Setelah itu Abu Bakar menujuk salah satu sahabat yang membutuhkan Al-qur’an ( mushaf ) yaitu Zaid bin Tsabit. Zaid
pun pada awalnya menolak, atas izin Allah SWT hati Zaid pun terbuka dengan
penjelasan dari Abu Bakar, Zaid berkata “Demi Allah ! ini adalah pekerjaan yang
berat bagiku. Seandainya aku di perintahkan untuk memindahkan sebuah bukit maka
hal itu tidak lah berat bagiku dari pada mengumpulkan Al-qur’an yang engkau
perintahkan itu”. Zaid dalam usaha menngumpulkan ayat-ayat Al-qur’an itu Zaid
bin Tsabit bekerja amat telliti. Sekalipun beliau hafal Al-qur’an seluruhnya,
tetapi untuk kepentingan mengumpulkan Al-qur’an yang sangat penting bagi umat
islam itu, masih memandang perlu mencocokan hafal atau catatan sahabat-sahabat
yang lain dengan disaksikan oleh dua orang saksi.
Dengan
demikian Al-qur’an seluruhnya telah ditulis oleh Zaid bin Tsabit dalam
lembaran-lembaran yang diikatkan dengan benar. Tersusun menurut ayat-ayatnya sebagai
mana telah ditetapkan oleh Rosullah, kemudian diserahkan kepada Abu Bakar.

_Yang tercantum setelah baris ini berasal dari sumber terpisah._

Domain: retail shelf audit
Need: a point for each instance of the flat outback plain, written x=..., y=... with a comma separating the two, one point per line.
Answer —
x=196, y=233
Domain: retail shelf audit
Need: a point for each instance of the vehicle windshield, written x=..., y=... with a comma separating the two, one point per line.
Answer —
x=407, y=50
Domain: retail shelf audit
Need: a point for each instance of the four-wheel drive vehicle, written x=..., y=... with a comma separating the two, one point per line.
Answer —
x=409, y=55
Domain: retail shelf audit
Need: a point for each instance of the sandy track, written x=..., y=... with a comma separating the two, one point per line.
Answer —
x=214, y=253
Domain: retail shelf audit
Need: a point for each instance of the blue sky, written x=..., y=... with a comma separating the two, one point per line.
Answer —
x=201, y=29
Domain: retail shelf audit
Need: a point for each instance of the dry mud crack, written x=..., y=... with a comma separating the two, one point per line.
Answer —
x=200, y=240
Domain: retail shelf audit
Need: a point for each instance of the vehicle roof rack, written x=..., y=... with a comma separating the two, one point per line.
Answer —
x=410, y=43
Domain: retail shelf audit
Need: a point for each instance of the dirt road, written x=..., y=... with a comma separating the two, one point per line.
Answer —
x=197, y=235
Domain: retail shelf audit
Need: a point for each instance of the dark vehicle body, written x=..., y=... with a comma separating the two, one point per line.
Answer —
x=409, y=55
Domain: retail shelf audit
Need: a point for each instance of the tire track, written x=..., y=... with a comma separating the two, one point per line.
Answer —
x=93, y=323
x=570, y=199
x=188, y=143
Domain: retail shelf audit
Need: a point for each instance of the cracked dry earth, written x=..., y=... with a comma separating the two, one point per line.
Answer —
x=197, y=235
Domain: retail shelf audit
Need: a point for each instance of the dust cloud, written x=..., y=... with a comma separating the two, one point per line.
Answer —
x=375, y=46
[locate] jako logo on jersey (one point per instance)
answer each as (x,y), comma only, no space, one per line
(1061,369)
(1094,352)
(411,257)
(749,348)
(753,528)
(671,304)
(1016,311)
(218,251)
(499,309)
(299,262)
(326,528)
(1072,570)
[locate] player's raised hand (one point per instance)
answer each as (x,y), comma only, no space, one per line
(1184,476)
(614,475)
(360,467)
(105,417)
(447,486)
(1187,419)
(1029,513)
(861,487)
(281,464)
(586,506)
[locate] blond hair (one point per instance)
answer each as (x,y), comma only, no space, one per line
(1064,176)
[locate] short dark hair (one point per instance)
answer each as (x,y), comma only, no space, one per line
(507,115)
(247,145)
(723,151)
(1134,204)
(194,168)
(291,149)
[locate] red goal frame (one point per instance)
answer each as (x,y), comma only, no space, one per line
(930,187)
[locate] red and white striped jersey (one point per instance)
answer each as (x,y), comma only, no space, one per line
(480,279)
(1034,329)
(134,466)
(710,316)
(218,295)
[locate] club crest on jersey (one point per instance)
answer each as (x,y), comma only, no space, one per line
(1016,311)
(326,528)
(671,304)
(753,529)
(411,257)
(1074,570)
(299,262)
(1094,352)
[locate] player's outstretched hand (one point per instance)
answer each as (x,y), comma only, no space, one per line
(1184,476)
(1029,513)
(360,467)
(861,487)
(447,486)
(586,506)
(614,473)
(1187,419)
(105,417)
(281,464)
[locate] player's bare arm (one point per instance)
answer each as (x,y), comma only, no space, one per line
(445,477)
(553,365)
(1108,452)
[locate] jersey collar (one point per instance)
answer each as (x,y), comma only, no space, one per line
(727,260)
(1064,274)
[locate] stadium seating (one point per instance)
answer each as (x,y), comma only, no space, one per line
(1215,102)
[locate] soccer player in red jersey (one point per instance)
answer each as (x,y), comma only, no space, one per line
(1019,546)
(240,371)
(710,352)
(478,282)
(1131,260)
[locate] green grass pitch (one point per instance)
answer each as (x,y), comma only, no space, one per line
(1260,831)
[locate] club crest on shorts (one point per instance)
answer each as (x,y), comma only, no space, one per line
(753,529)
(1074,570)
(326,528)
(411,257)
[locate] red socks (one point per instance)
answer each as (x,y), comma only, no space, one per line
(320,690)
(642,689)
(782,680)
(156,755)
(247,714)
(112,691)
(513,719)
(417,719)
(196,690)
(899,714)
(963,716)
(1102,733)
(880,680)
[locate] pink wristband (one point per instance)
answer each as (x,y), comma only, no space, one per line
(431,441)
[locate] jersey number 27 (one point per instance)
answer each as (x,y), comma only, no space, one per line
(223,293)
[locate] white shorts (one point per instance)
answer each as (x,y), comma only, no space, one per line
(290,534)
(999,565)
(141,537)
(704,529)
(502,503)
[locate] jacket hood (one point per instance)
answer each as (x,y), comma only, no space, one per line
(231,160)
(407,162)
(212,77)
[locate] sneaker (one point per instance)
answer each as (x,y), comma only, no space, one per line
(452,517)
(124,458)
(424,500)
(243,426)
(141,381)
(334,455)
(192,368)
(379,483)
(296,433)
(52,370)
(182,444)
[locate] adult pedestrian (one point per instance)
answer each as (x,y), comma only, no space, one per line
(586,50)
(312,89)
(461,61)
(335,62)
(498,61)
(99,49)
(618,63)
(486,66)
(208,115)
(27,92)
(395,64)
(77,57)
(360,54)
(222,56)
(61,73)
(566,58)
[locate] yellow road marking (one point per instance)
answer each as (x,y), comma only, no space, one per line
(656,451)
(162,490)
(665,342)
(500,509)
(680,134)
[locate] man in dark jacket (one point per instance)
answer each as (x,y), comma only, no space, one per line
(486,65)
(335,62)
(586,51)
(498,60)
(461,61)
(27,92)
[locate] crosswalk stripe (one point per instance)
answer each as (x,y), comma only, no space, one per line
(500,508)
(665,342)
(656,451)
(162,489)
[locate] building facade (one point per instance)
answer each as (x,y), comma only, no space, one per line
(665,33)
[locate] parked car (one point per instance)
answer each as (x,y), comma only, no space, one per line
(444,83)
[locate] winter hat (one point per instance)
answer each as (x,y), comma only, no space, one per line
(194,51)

Mushaf ini tetap di Abu Bakar sampai beliau wafat, kemudian di pindahkan ke
rumah Umar bin Khatab dan tetap di sana slama pemerintahanya. Setelah beliau
wafat, mushaf itu di pindahkan ke rumah Hafsah, putri Umar , istri Rosullah
sampai masa pengumpulan dan penyusunan Al-qur’an di masa Khalifa Utsman.
b.Pemeliharaan
Al-qur’an pada zaman Umar bin Khatab
Setelah
khalifa Abu Bakar wafat, maka di gantikanah oleh kholifatul mukminin yaitu Umar
bin Khatab. Demikian juga halnya mushaf, yang dahulunya di simpan oleh Abu
Bakar maka setelah Umar menjadi khalifah mushaf tersebut berpindah tangan ke
Umar bin Khatab
Pada
masa khalifah Umar ini tidak membicarakan Al-qur’an melainkan lebih memfokuskan
pada pengembangan ajaran islm dan wilayah kekuasaan Islam, serta mengendepankan
ajaran Islam. Al-qur’an juga tidak di pahami secara tekstual saja, tapi lebih
jauh lagi di pahami secara kontekstual.
c.Pemeliharaan Al-qur’an pada zaman Utsman bin Affan
Di
masa Ustman bin Affan, pemerintahan mereka telah sampai ke Armenia dan Azarbaiyan
di sebelah Timur dan Tripoli di sebelah Barat. Dengan demikian kelihatan lah
bahwa kaum muslimin di waktu itu telah terpencar-pencar di Mesin, Syariah,
Irak, Persia dan Afrika. Kemanapum mereka pergi dan mereka tinggal, Al-qur’an
itu tetap menjadi imam mereka, di antara mereka banyak menghafal Al-qur’an itu.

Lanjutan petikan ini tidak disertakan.